Ashley considered the possibilities. She could go home, eat a bowl of cocoa puffs and flip through the channels. Or she could continue down her original path, searching the woods for clues of the boy or the monster or whatever he was.
“No, he’s never been around. I’ve never met him. I talked to him on the phone a few times when I was little. He and my mom talked about making a go of things, but…” she trailed off. There wasn’t much more to tell.
“That must suck for your mom. I mean doing it all on her own.”
Ashley nodded.
“Yeah, probably. I had my Grandma Patty until a year and a half ago. She lived with us.”
“Your mom’s mom.”
“Yeah.”
Grandma Patty’s small bedroom remained in the back of the house. Ashley’s mom had tucked her coral print comforter into the creases of the bed and stacked her pile of pillows, crocheted with little sayings like ‘This house is a home,’ near the headboard. Ashley went in sometimes and curled up on the bed.
The room no longer smelled like her grandmother. The residual odors of the medicine and the lotion that had consumed her final days remained.
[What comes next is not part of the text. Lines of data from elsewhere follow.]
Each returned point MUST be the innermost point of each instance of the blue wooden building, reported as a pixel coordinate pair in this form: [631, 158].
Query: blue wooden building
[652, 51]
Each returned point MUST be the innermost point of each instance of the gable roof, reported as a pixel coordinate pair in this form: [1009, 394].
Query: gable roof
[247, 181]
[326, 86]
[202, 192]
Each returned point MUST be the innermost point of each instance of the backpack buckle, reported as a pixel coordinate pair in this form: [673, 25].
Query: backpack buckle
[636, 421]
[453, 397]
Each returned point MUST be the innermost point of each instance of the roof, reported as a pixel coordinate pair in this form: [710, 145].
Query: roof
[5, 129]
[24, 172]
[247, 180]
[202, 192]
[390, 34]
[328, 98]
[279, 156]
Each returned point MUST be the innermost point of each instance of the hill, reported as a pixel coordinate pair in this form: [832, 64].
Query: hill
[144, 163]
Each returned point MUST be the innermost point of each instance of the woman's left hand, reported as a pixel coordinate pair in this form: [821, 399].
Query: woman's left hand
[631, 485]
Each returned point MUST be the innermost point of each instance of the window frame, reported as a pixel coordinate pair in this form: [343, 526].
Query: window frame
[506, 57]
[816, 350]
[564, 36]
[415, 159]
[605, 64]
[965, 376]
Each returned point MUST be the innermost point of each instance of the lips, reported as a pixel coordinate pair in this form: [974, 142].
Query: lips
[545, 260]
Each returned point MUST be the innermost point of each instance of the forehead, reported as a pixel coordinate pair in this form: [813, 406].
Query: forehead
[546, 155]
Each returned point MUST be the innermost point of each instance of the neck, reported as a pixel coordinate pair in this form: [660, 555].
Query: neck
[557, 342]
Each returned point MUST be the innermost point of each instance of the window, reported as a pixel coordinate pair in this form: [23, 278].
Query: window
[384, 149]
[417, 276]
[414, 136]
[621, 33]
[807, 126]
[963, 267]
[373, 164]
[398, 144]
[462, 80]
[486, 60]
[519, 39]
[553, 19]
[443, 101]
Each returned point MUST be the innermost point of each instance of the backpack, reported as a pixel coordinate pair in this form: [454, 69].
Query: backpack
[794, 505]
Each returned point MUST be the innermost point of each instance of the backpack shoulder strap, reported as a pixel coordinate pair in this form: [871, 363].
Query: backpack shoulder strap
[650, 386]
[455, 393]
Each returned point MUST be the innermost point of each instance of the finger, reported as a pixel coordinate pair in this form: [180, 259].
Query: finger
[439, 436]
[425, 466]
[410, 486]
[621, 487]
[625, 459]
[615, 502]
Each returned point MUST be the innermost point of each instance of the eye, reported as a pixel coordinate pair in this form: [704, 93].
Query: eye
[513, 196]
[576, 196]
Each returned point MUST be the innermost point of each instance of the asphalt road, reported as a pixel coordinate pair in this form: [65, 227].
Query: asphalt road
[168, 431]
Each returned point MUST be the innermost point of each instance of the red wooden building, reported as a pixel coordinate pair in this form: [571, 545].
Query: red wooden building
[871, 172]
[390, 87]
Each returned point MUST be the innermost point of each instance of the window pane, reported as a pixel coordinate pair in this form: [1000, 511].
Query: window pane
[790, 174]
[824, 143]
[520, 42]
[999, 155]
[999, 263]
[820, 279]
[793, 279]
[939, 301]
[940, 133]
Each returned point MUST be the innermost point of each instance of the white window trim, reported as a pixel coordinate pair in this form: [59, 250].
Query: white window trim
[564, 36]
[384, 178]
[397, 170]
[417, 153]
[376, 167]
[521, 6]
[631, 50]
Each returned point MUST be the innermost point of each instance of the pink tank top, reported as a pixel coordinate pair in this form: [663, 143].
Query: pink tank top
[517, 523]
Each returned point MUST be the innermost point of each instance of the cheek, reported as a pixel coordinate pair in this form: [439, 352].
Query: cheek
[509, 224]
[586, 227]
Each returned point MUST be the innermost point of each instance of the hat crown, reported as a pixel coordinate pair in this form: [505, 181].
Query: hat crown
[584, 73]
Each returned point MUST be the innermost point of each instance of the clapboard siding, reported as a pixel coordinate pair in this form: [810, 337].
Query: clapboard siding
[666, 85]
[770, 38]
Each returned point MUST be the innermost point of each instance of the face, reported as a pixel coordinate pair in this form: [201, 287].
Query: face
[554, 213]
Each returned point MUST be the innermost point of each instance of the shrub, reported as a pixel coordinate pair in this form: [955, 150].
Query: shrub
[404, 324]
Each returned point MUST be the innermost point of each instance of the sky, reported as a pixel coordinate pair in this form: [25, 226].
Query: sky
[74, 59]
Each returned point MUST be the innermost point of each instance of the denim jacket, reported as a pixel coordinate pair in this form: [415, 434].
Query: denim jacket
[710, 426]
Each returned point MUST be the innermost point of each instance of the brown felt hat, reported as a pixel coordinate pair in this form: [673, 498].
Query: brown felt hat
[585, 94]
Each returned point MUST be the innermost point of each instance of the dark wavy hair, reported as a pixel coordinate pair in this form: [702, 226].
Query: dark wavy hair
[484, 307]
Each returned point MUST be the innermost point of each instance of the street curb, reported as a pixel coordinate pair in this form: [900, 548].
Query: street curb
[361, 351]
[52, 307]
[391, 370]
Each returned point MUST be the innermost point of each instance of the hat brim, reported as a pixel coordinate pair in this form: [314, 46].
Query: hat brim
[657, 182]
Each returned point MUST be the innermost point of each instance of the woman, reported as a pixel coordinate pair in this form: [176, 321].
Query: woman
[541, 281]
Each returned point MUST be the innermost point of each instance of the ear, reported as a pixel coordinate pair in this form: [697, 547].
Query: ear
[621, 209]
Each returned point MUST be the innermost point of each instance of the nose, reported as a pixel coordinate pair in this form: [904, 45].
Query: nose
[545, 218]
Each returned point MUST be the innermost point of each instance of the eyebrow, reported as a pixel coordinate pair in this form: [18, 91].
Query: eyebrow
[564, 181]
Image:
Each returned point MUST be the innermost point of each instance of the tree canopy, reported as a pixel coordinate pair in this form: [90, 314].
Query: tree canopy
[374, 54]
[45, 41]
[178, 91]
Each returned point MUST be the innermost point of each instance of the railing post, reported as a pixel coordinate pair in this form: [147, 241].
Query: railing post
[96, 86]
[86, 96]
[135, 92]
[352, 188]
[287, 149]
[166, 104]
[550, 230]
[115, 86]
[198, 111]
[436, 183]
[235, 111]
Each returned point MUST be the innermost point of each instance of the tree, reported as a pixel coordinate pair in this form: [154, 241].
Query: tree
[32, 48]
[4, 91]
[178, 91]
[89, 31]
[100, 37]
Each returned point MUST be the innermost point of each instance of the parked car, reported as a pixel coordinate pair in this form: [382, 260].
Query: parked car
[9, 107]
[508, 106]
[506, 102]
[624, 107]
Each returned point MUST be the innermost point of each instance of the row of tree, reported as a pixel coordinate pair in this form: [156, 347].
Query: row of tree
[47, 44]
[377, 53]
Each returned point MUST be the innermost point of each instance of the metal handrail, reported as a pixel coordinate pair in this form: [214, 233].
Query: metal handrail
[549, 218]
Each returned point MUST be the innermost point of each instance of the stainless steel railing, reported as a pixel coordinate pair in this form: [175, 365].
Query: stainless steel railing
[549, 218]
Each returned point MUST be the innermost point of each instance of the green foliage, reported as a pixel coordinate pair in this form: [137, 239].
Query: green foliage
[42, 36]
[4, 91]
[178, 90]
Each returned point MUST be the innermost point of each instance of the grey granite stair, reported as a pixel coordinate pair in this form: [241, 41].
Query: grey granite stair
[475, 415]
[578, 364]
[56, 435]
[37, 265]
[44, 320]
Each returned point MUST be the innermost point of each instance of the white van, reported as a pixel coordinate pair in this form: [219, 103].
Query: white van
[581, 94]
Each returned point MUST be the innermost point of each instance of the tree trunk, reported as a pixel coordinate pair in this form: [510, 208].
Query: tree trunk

It stank of the disinfectant cleaner her mother used to wipe down the rocking chair and the dresser after Grandma Patty went into the ground.
“No grandpa?” Shane asked.
Ashley shook her head. “He died when I was like five. I have a few memories with him. He drove a big truck for a living. Had a massive heart attack on the road one day, and his truck just drifted into a guardrail.”
Shane grimaced. “Damn, at least he didn’t take out like a school bus of little kids or anything.”
“Yeah.”
Grandma Patty said Grandpa died doing what he loved, chugging down the road, watching the trees whip by as the sun rose over a new horizon.
“So, why do you come out here?” Shane asked, leaning back against the rock. He wore a black t-shirt displaying the band AC/DC over jean shorts. A chain ran from his wallet to one of his belt loops.
Despite going to the same school, Ashley had rarely spoken to Shane Savage. They’d shared only a few classes, and he tended toward the punk-rock cool kids while Ashley’s group included Sid and a handful of other kids from her neighborhood who liked to watch horror movies and build forts in the woods.
“I like the woods,” she said. “And…” The story of the boy in the forest pushed to the tip of her tongue and there she stopped it, clamping her teeth together.
Shane hung out with the Thrashers. Maybe he didn’t call them friends, but how much would he love to take Ashley’s crazy tale of a boy in the woods back to those jerks. The Thrashers would have new material to torture her and Sid with for the summer.
“And that’s it. I like the woods,” she finished.
Shane frowned, and Ashley wondered if he’d push for more. Instead, he shrugged.
“Me too. Though this spot gives me the creeps.” He leaned a hand on Carl Lee’s rock and then pulled it away as if burned. He barked an embarrassed laugh. “Do you think he haunts this place?”
Ashley glanced at the rock and then the dense forest beyond Shane.